Autrement, David Soberman n'a pas paru gêné de mettre en doute l'expertise des rédacteurs d'un rapport de Santé Canada de 1994 qui affirmait et démontrait la puissance du marketing du tabac. Il y a pas de grands académiciens du marketing dans le comité de rédaction, a fait valoir M. Soberman.

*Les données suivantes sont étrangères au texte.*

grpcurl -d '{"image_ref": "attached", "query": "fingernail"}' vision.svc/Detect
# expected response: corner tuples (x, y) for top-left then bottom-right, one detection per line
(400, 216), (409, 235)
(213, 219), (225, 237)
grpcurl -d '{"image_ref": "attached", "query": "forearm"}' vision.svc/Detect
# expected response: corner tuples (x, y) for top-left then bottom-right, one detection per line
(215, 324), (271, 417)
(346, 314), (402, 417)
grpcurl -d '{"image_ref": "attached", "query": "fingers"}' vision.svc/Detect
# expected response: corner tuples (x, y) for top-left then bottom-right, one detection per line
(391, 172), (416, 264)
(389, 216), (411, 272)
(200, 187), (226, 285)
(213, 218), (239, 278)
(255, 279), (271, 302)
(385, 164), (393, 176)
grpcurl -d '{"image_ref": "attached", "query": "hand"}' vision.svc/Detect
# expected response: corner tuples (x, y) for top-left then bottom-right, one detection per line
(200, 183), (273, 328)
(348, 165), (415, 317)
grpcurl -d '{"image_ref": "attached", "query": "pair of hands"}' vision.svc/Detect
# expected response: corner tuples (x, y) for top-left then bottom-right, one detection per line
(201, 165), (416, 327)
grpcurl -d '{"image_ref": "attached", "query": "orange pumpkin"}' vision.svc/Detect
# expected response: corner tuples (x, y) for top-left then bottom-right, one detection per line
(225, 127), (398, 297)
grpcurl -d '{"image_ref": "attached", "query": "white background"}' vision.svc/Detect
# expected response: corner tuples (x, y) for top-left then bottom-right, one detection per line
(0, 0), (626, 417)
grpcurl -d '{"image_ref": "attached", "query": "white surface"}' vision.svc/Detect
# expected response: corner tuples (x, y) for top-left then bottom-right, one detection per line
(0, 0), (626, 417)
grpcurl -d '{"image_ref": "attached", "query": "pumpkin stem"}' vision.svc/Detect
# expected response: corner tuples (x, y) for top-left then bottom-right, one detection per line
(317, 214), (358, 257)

Plus tard, le professeur Soberman, tel Galilée devant
les arguments d’autorité de l’Inquisition, aurait pu se tirer avec les honneurs
de la science en envoyant paître les neuf juges de la Cour suprême du Canada,
lorsqu’on a jeté sous ses yeux leur jugement unanime de 2007 où il est énoncé
que la publicité des cigarettiers canadiens visait en bonne partie à susciter
l’initiation au tabagisme des jeunes et que le recours à la publicité « style
de vie » visait à accroître la consommation moyenne de tabac.
M. Soberman a
brièvement esquissé une réponse rebelle, mais il semble
s’être retenu de la terminer. Ce qui est plutôt apparu, c’est qu’un expert
canadien du marketing comme lui ne semblait pas plus au courant de l’avis du plus haut
tribunal canadien que des stipulations du Code d’autoréglementation de
l’industrie canadienne du tabac concernant la publicité adressée aux jeunes ou
faisant des références à la santé, code qui date de 1972.
M. Soberman
aurait peut-être été l’idéal expert en marketing à faire comparaître devant une
commission parlementaire à Ottawa à la fin des années 1960, s’il n’avait pas
été encore à l’école élémentaire à cette époque.
La preuve Hygrade
Au fil d’un
contre-interrogatoire qui a duré plus d’une demi-journée, M. Soberman pourrait
être apparu davantage comme un sophiste qu’un défenseur de la clarté
scientifique. C’est ainsi qu’il a
gratifié son auditoire d’énormités qu’il faut résumer par les dialogues simplifiés qui suivent:
- Pourquoi ne pas
faire de la publicité auprès des non-fumeurs ?
- Parce que la
publicité ne peut pas créer des fumeurs.
- Pourquoi pas ?
- Parce qu’il
faudrait faire de la publicité dans des magazines principalement lus par des
non-fumeurs, qui ne réagissent pas à la publicité puisqu’elle ne fonctionne
qu’avec des fumeurs.
- Pourquoi la
publicité des produits du tabac n’a-t-elle pas l’effet d’en faire augmenter le
volume des ventes ?
- Parce le marché
du tabac est un marché mûr (et non un marché émergent).
- Mais le
professeur Kotler donne des exemples de façons de faire augmenter le volume des
ventes d’un produit quand le marché est mûr.
- Si les ventes
peuvent augmenter, c’est que le marché n’est pas mûr. Le tabac est un marché
mûr.
Tant Bruce
Johnston que son associé Philippe Trudel la veille ont eu beau essayer diverses
questions et divers procédés interrogatoires, le professeur Soberman, quand il
est dans son sillon, le rejoue sans faire entendre la suite de la chanson,
comme un disque brisé. Suffit-il de répéter un raisonnement incomplet pour
vendre une conclusion ?
Par moment, cette
façon de raisonner pouvait résusciter chez certaines personnes dans la salle le
souvenir d’une campagne de publicité au Canada qui disait : « Plus de gens mangent
des saucisses Hygrade parce qu’elles sont plus fraîches; elles sont plus
fraîches parce que plus de gens en mangent. »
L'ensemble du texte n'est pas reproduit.